The book consists of nine perfectly crafted tales of the supernatural. The first, "The White Hands" concerns the obscure authoress of horror fiction, Lilith Blake and her book, "The White Hands and Other Tales." It is brilliant in its portrayal of the ability of truly great horror fiction to blur the lines between the real and unreal. Mark Samuels is a British writer of weird and fantastic fiction in the tradition of Arthur Machen and H. P. Lovecraft. Born in deepest Clapham, South London, he was first published in , and his short stories often focus on detailing a shadowy world in which his protagonists gradually discover terrifying and rapturous vistas lurking behind modernity. The collection opens with The White Hands, a tale that reads like pure, classic weird horror. An academic decides to study a near-forgotten author named Lilith Blake, whose fiction is extraordinarily dark and bleak. He must use the collection of a former professor named Muswell, a hardcore Blake enthusiast.

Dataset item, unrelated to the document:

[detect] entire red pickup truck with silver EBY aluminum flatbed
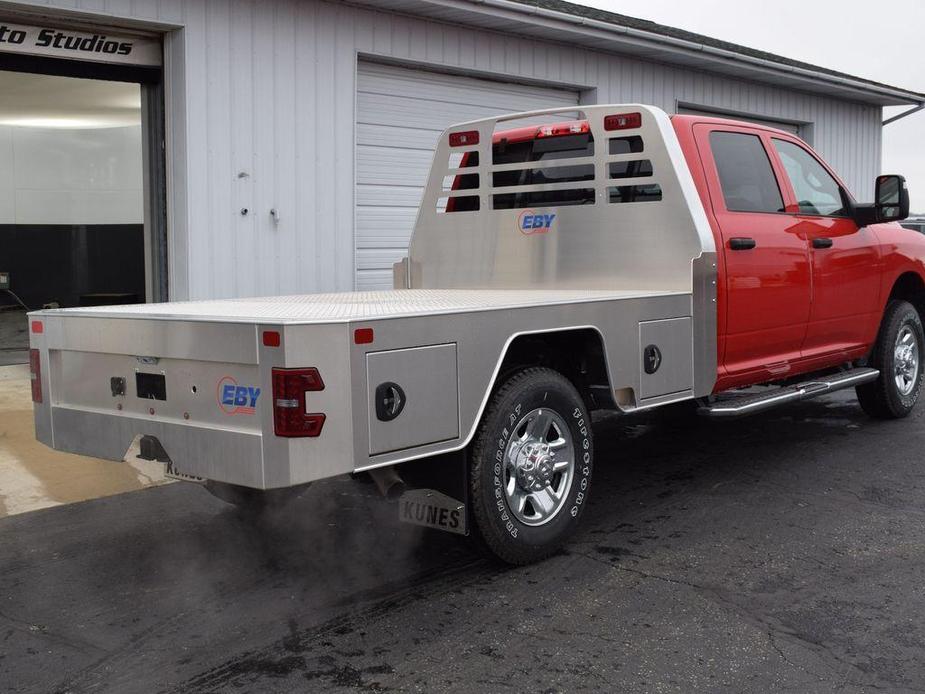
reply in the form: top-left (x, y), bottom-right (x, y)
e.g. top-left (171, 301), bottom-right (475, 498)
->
top-left (31, 104), bottom-right (925, 563)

The White Hands and Other Weird Tales. This is the first collection of strange stories by contemporary writer Mark Samuels. The themes that thread through these nine accomplished stories are drawn from the great tradition of the twentieth-century weird tale, and they are suffused with a distinctly cosmopolitan, European feel. Review: The White Hands and Other Weird Tales by Mark Samuels. I first stumbled upon Mark Samuels when I read his story A Gentleman From Mexico in the Book of Cthulhu II. I found the story showcased an easy, confident writing style and it really made an imprint on me. Afterwards I ordered copies of his two in-print collections: The White Hands and Other Weird Tales and The Man Who Collected Machen and Other Weird Tales (I also recently ordered a copy of Glyphotech, a short collection from. The collection opens with The White Hands, a tale that reads like pure, classic weird horror. An academic decides to study a near-forgotten author named Lilith Blake, whose fiction is extraordinarily dark and bleak. He must use the collection of a former professor named Muswell, a hardcore Blake enthusiast.